That disconnect is not worth worrying about, however, according to a new report from Needham analyst John Todaro, who initiated coverage on the stock on Tuesday with a Buy rating and a $420 price target.
Coinbase
(ticker: COIN) is more than a crypto-trading site, and will gain in value as it becomes an on-ramp for more activities related to the industry, Todaro argues. On Tuesday, it was trading up 0.1%, to $256.27.
Among the services Coinbase is now offering is staking, a process that allows crypto owners to contribute their assets to pools that help validate transactions on blockchains, and earn money doing it. Coinbase takes 25% of the fee given to those who contribute their assets to the pools, and passes the rest along to users. It’s still a small part of the company’s revenue base, but it rose 271% quarter over quarter and Todaro calls it “a major growth area for Coinbase.” Coinbase is also launching other yield-bearing accounts that can help the company move beyond transactions.
The bearish case against Coinbase is that it charges high fees for each transaction, and will lose customers to companies like
Robinhood Markets
(HOOD), which does not charge upfront fees. Robinhood makes money from crypto in a similar way that it makes money from stocks, by taking a cut of the spread between the bid and ask prices on each transaction.
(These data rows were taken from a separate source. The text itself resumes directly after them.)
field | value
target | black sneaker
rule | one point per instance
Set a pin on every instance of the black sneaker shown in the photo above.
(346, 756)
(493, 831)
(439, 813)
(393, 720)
In its latest quarter, Robinhood saw a huge jump in crypto trading, particularly for
Dogecoin.
“We’re very proud of the pricing and the cost that we offer to customers and especially relative to our competitors,” said Robinhood CEO Vlad Tenev on the company’s earnings call last week. “Some companies are charging multiple percents transaction fees and commissions. And Robinhood has been commission-free, and we’re proud of the deal that we offer, and I think customers choose us for that.”
Robinhood differs from Coinbase, however, in that users don’t hold their own crypto, given that they can’t transfer it off the platform.
Coinbase CFO Alesia Haas said on the company’s latest earnings call that “we do not compete on fees. And instead of focusing on being the lowest priced platform, we focus on providing the most value to customers, through our custody, our security and storage, in addition to trade execution, which is critical for bearer instruments like crypto.”
Todaro thinks that Coinbase’s fees are unlikely to drive users away because of the unique nature of cryptocurrencies. While stock-trading fees have fallen to zero for nearly all brokerage firms, crypto trading hasn’t been commoditized in the same way, given that owning and trading tokens is more complicated than dealing with stocks. Surveys have shown that users are more interested in an exchange or trading platform’s liquidity, uptime, and the range of tokens available, he says.
“In our view, Coinbase has done a good job of offering new assets and new products in a regulatory compliant manner, maintaining uptime, offering deep liquidity pools, and ensuring exchange reliability, as evidenced by the lack of a successful exchange hack,” he wrote.